El presidente dicharachero está viviendo al compás del mencionado refrán. Lo digo porque ayer, en plena mañanera, soltó lo siguiente: “¿Van a dar un golpe de Estado técnico? ¿Van a hacer un fraude electoral desde el Poder Judicial?”
No les voy a mentir: a los periodistas, prácticamente sin excepción, las líneas editoriales de los medios de comunicación han pedido seamos cautos al usar los términos ‘golpe’, ‘fraude’, particularmente cuando se refiera uno a las intenciones de Andrés Manuel. Yo misma he tratado de ser prudente todos estos años, pero es el mismo presidente quien ha puesto de manifiesto sus pretensiones. Ya no hay duda.
Lo que hace el mandatario es curarse en salud (de paso, como ya es costumbre, deja ver que su candidata le tiene sin cuidado). Andrés Manuel es perverso y es un cínico. No solo siembra la duda, entra en un terreno que pone en riesgo las elecciones del país y de paso vulnera a las instituciones que velan por la decisiones políticas de todos los ciudadanos.
Seamos claros: su bravata le sirve para, en caso necesario, desconocer el proceso electoral y los resultados comiciales. No el Poder Judicial, no el INE, no el TEPJF; él quien los desconozca y él quien se aferre al poder.
En esta trama, como todas las contadas por López Obrador, se quiere hacer pasar por víctima; todo para ocultar que quien está violentando la ley, incumpliendo con sus obligaciones como presidente de la República y siendo el victimario es él.
López Obrador acusa al Poder Judicial de que le prohíba hablar sobre todo asunto proselitista en pleno proceso electoral y de que dicho poder esté elaborando un listado de las posibles faltas —producto de la actuación del jefe del Ejecutivo federal— que influirán en la calificación de los comicios.
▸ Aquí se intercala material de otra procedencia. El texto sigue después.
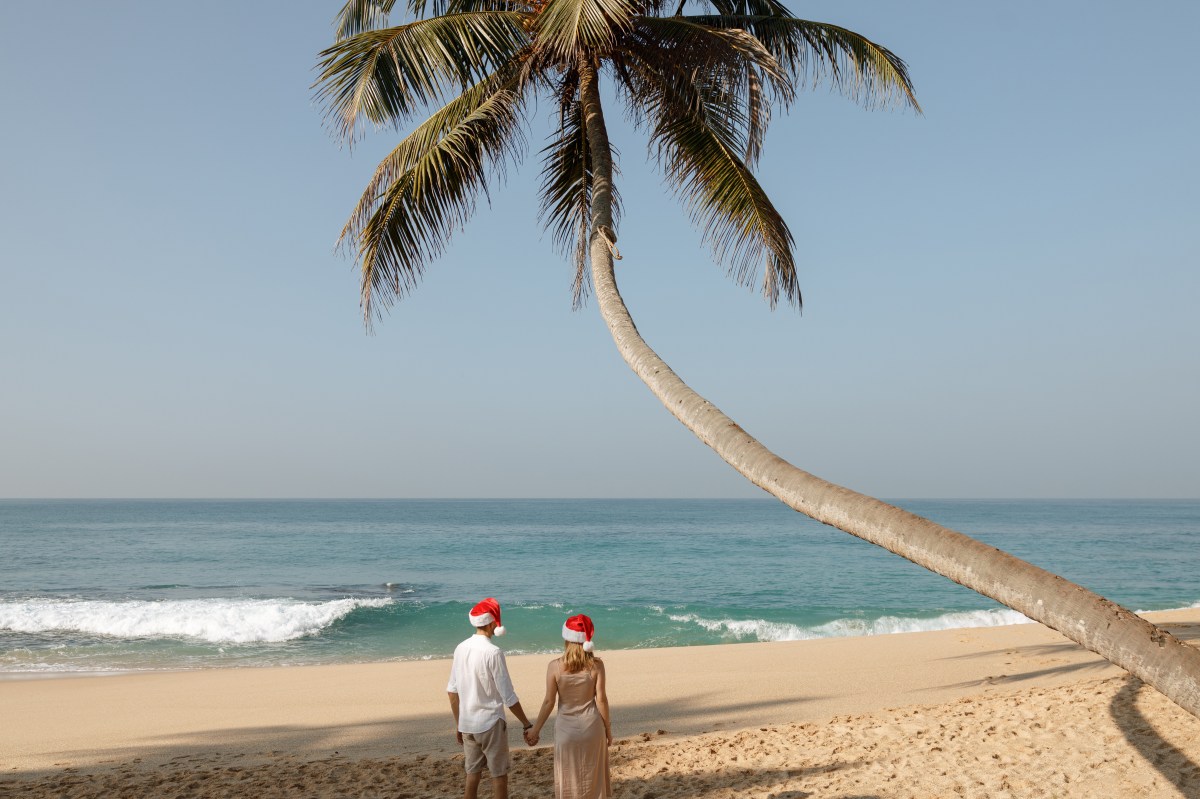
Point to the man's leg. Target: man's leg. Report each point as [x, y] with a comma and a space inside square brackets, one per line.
[473, 785]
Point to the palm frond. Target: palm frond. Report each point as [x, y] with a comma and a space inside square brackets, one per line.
[697, 150]
[750, 7]
[426, 188]
[564, 28]
[421, 8]
[358, 16]
[811, 52]
[567, 186]
[387, 74]
[715, 73]
[737, 218]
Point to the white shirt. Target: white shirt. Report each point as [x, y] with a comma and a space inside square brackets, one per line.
[480, 677]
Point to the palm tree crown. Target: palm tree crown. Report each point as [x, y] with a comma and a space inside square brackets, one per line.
[703, 88]
[701, 85]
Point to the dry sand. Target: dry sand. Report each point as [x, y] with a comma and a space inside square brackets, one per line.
[1003, 712]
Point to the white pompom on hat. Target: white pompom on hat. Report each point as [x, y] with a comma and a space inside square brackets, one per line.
[485, 613]
[579, 629]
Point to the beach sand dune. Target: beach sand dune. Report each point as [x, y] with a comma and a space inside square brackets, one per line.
[1006, 712]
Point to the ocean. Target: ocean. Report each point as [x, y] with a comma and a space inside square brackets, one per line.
[111, 586]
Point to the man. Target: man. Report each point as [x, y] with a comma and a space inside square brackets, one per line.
[479, 691]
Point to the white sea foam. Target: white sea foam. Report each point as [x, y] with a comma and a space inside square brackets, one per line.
[765, 630]
[216, 620]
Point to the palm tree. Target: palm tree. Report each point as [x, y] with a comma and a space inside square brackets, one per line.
[703, 88]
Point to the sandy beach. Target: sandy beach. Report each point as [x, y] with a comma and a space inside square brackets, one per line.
[1001, 712]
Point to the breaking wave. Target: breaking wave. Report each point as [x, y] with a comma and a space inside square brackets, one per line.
[765, 630]
[215, 620]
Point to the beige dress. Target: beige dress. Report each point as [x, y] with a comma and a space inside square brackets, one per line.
[581, 748]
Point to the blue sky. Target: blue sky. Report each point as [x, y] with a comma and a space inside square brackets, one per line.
[1000, 294]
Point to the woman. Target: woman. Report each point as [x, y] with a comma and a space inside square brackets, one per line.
[582, 732]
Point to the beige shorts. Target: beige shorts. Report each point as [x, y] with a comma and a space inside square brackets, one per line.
[490, 749]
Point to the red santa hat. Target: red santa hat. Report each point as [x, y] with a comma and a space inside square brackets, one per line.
[579, 629]
[485, 613]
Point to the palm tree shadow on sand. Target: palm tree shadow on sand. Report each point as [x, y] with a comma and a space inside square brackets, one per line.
[1173, 764]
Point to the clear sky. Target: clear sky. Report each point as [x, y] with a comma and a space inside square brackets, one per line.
[1000, 294]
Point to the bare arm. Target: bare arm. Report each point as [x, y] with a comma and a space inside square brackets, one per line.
[454, 709]
[547, 704]
[603, 700]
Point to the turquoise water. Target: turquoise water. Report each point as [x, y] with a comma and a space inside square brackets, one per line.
[133, 584]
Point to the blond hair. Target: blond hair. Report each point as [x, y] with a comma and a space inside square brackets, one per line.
[575, 659]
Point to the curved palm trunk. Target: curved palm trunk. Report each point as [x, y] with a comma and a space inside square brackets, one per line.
[1091, 620]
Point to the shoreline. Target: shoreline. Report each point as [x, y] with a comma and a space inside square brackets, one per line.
[785, 697]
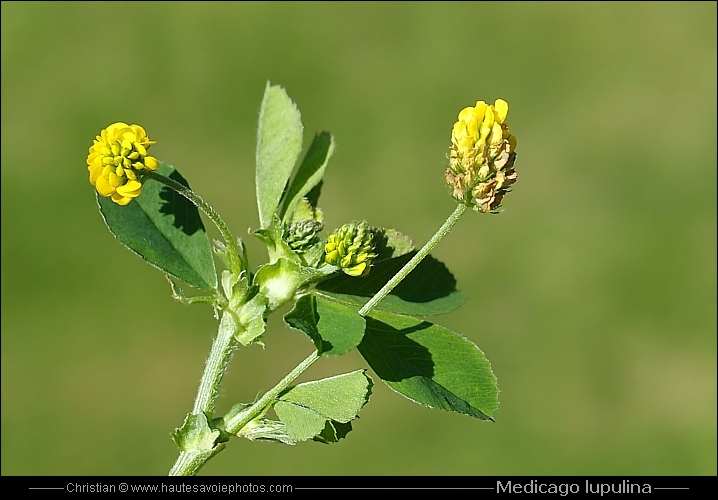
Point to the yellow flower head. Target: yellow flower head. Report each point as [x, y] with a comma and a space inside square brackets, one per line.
[351, 248]
[482, 156]
[116, 159]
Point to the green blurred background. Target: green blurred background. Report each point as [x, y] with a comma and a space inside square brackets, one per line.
[593, 294]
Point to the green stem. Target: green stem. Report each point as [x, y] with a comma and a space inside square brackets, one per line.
[409, 266]
[234, 262]
[190, 462]
[219, 356]
[236, 423]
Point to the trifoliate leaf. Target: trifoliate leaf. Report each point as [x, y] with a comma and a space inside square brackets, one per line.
[334, 328]
[279, 143]
[430, 364]
[165, 229]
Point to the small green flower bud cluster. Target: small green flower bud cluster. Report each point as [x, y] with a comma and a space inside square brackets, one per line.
[351, 248]
[301, 235]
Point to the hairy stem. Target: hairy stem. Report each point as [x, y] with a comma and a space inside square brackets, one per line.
[409, 266]
[234, 262]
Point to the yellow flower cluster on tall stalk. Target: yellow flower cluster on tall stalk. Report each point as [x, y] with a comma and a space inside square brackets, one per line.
[482, 156]
[116, 161]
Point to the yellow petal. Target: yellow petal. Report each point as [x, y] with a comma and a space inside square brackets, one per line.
[130, 188]
[103, 186]
[502, 109]
[151, 162]
[121, 200]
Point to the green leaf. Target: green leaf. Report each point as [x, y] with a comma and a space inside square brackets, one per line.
[279, 143]
[195, 434]
[429, 289]
[306, 408]
[310, 172]
[430, 364]
[335, 329]
[390, 244]
[165, 229]
[267, 430]
[333, 432]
Hipócritamente se queja de muchas limitaciones a las que debe atenerse pero que él y quienes hoy conforman su grupo político impulsaron desde bastante antes del 2018 para maniatar a los presidentes en turno.
Yo soy de los que están convencidos que, mientras esté escrita y vigente, ‘la ley sí es la ley’. Ya sea que se trate del presidente o de un simple mortal, la ley hay que acatarla; nada de erigirse como víctima.
La norma cuida la equidad en la contienda y, con base en ellas, las libertades de López Obrador (y las del resto de los funcionarios y representantes populares), como autoridades que son, terminan exactamente donde comienzan las de todos los otros mexicanos.
Y allí reside el meollo del asunto: a Andrés Manuel le tienen sin cuidado los derechos y las garantías de la población.
Al de Palacio Nacional solo le importa su la voluntad, pero mismo así se da el lujo de llamar “hipócritas”, acusar de guerra sucia, a quienes firmaron el Compromiso Nacional por la Paz. López Obrador sostiene que no está de acuerdo con la visión sobre inseguridad y violencia que señala la Conferencia del Episcopado Mexicano. “No estoy de acuerdo en que se quiera crear un ambiente que no existe”, dice.
¡Ya basta!, hay que decirle. Nadie quiere crear nada. Más de 180,000 muertos y más de 150,000 desaparecidos en su sexenio es una violencia que existe y que atestiguamos todos los días.
La actitud de López Obrador no es de alguien que se siente herido, ni siquiera de quien tiene temor a que su candidata pierda las elecciones. Es de una persona que busca dar un autogolpe de Estado.
A quiénes López Obrador llama adversarios son individuos que, para fines político-electorales, tienen derechos mucho más amplios que él.
Cabe, entonces, la pregunta: ¿qué vamos a hacer los ciudadanos con nuestros derechos?
López Obrador es una desgracia para la democracia mexicana; el cínico e hipócrita de esta historia.